Description

This course explores the techniques and methodologies for the recognition and analysis of human actions in images and video sequences. Designed for senior-year computer science students, the course covers both classical and contemporary approaches to action recognition, integrating theory with hands-on application. This course is particularly well-suited for students who are interested in pursuing research or careers in computer vision, artificial intelligence, or related fields.

The students will be exposed to a curated selection of influential papers that cover a range of methodologies for action recognition. Each week, students will read assigned papers, critically analyze them, and participate in in-depth class discussions to explore the strengths, weaknesses, and potential applications of the proposed methods.

In addition to the discussions, students will choose one or more papers to implement. This hands-on project will allow them to reproduce key results, experiment with variations of the methods, and possibly propose and test their own improvements. Through this process, students will gain a deeper understanding of the technical challenges and considerations involved in human action recognition, as well as experience in implementing and evaluating research ideas.

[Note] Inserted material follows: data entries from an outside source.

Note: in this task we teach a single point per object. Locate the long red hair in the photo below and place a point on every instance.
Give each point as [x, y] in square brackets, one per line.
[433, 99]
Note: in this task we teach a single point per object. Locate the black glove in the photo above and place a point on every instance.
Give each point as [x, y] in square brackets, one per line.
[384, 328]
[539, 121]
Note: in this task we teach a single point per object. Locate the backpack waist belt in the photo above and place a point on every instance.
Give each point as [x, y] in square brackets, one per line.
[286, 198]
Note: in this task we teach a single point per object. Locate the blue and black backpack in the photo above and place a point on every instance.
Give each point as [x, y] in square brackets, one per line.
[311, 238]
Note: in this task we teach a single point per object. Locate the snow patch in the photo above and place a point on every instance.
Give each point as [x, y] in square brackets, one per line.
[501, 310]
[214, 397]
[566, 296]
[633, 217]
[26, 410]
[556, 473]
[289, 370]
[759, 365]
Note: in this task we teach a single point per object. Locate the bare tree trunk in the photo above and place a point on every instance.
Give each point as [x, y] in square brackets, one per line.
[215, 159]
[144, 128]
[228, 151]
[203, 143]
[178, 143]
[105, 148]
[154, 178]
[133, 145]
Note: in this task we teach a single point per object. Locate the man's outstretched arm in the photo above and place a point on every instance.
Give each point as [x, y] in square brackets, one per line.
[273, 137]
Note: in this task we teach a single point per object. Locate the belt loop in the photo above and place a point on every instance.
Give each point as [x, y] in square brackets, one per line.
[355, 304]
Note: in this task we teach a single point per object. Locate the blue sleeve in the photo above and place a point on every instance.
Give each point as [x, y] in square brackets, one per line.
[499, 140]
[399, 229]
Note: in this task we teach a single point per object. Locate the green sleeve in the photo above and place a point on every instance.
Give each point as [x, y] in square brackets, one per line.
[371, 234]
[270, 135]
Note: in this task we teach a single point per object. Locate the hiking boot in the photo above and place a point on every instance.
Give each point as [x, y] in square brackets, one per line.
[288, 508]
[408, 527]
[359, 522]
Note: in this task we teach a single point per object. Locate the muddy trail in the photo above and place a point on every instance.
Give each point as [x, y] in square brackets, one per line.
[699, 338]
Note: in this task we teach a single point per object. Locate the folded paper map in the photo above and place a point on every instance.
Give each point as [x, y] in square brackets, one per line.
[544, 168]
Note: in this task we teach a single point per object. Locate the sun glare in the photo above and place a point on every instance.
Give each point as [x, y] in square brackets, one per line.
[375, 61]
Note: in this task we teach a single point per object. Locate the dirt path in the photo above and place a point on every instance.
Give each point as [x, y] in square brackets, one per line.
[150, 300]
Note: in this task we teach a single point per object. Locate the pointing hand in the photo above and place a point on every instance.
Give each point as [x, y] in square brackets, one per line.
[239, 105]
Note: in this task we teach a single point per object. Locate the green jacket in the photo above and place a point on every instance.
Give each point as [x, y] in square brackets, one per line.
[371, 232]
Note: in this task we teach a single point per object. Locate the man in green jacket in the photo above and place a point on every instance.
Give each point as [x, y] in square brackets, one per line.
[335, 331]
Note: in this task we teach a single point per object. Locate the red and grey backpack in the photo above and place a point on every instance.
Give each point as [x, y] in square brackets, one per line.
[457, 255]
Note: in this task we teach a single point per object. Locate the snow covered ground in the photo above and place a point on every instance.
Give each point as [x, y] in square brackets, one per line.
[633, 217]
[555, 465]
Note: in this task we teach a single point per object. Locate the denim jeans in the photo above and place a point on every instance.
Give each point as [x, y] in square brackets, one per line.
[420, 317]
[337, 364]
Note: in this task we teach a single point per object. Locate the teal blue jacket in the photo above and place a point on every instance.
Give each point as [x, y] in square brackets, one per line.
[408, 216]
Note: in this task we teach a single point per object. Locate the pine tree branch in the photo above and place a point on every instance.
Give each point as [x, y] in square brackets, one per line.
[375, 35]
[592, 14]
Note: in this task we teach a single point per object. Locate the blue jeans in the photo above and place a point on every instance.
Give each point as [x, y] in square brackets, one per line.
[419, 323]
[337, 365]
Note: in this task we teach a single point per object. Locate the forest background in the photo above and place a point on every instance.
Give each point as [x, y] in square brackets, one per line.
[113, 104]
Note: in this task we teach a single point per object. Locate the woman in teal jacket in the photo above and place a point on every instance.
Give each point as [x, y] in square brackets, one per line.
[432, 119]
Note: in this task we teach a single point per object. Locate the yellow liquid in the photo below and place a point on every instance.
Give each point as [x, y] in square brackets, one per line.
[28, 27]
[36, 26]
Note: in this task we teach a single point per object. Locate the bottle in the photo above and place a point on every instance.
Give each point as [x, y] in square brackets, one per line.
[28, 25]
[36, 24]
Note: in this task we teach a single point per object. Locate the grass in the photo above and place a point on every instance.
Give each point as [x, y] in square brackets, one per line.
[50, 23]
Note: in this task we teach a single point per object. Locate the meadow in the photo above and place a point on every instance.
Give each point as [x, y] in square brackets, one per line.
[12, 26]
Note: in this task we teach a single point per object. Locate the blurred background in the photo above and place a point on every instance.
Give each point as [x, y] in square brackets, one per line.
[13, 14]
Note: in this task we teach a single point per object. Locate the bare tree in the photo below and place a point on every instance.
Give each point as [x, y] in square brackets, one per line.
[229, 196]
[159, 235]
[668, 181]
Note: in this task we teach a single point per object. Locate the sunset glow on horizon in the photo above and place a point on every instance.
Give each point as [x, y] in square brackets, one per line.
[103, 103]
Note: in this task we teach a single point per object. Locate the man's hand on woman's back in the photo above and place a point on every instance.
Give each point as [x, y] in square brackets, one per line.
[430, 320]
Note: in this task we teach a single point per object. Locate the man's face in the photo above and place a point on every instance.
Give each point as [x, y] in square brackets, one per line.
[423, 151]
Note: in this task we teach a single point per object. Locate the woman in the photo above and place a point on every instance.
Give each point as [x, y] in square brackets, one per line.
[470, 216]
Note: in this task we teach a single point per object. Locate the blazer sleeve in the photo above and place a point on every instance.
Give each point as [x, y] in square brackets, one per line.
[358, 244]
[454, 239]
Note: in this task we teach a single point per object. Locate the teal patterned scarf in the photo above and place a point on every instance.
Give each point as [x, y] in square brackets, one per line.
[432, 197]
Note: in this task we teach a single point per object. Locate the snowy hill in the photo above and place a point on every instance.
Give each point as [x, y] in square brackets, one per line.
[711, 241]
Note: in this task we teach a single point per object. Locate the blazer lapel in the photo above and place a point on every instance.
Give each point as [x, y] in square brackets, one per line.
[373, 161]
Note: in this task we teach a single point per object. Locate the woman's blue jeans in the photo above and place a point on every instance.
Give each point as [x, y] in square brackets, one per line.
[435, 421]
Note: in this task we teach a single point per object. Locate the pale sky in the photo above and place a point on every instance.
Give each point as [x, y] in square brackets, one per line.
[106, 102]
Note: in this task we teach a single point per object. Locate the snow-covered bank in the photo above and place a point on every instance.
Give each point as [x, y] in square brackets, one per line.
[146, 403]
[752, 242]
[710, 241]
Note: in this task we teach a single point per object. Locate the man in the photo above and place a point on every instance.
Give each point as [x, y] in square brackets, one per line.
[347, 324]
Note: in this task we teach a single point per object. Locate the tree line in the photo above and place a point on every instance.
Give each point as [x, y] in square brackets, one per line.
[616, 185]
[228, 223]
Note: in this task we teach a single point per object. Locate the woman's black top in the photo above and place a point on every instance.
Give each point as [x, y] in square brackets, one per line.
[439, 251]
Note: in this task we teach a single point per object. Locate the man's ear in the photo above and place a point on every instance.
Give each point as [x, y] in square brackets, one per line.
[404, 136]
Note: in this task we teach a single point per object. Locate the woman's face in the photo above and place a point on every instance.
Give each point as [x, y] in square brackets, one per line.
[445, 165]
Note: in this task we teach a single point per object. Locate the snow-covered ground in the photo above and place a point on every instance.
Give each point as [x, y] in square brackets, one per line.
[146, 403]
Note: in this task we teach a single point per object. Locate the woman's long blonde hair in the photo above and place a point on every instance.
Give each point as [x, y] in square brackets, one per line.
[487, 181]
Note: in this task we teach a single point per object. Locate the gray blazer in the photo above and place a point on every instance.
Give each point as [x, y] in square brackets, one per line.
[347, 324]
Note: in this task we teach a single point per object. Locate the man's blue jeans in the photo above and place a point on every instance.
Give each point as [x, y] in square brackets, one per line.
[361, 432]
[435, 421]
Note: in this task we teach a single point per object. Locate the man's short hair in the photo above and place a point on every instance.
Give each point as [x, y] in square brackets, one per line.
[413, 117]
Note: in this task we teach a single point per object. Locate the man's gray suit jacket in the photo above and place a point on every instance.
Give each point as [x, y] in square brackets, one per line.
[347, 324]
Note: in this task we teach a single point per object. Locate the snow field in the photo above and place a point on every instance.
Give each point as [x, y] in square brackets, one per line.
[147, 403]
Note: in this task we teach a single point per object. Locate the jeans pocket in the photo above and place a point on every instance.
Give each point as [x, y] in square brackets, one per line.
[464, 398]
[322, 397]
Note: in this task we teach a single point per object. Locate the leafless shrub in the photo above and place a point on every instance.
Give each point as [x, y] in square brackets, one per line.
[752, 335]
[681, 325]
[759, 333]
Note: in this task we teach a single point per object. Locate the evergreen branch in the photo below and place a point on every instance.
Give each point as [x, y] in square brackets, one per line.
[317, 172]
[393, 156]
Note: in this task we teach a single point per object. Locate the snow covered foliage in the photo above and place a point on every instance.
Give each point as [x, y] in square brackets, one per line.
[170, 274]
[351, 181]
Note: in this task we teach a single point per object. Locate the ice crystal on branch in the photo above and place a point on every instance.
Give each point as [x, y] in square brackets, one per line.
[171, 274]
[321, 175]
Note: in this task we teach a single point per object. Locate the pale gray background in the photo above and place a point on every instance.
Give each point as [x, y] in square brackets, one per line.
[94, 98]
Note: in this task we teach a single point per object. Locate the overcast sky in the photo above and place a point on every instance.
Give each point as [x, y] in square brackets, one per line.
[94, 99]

By the end of the course, students will have not only gained knowledge of the latest trends and techniques in action recognition but also developed practical skills in reading, critiquing, and implementing complex research papers.

Prerequisites

A working knowledge of machine learning and deep learning (CSCI 4050, CSCI 4052, or equivalent) and familiarity with basic computer vision techniques (CSCI 3240U, preferrably CSCI 4220U, or equivalent).

Topics

Fundamentals of Action Recognition: Introduction to the field, including definitions, challenges, and applications in areas such as surveillance, human-computer interaction, and sports analytics.
Feature Extraction and Representation: Study of feature extraction methods, such as optical flow, spatial-temporal interest points, and deep feature representations using Convolutional Neural Networks (CNNs) and Transformers.
Machine Learning and Deep Learning Techniques: Application of machine learning models, including Support Vector Machines (SVMs) and Random Forests, as well as deep learning architectures like RNNs, LSTMs, and 3D CNNs for action recognition tasks.
Spatio-Temporal Modeling: Techniques for capturing and modeling the spatial and temporal dimensions of action in videos, including the use of spatio-temporal graphs, attention mechanisms, and multi-stream networks.
Datasets and Evaluation: Overview of popular datasets used in the field, such as UCF101, Kinetics, and AVA, and discussion of evaluation metrics like accuracy, F1 score, and mean Average Precision (mAP).
Applications and Case Studies: Exploration of real-world applications and case studies in action recognition, from autonomous vehicles to entertainment and beyond.
Emerging Trends: Discussion of the latest trends in the field, such as zero-shot learning, self-supervised learning, and the integration of action recognition with other computer vision tasks like object detection and scene understanding.

Learning Outcomes

By the end of this course, students will be able to:

Understand and implement key algorithms and models used for action recognition in images and videos.
Analyze and critique the strengths and weaknesses of various action recognition approaches.
Apply advanced machine learning and deep learning techniques to solve real-world action recognition problems.
Develop and evaluate action recognition systems using state-of-the-art tools and datasets.
Stay abreast of the latest research and trends in the rapidly evolving field of action recognition.

Grading

In-class discussions 20%
Midterm exams 40%
Course project 40%

A student must get 50% in the course project to pass the course. Furthermore, a student must get 50% in the two midterms to pass the course. Class attendence is not optional.

Important dates

Midterm 1 on Oct 4
Study break during the week of Oct 14
Midterm 2 on Nov 18
Project selection due by Oct 18 You may lose up to 10% of the course project grade if project selection isn’t finalized by Oct 18. You may lose up to an additional 20% of the course project grade if the project selection isn’t finalized by Oct 25.
Project report due on Dec 8, by 11:59 pm
You may be asked to record a 3 minutes long project presentation that will be submitted before the last week of lectures.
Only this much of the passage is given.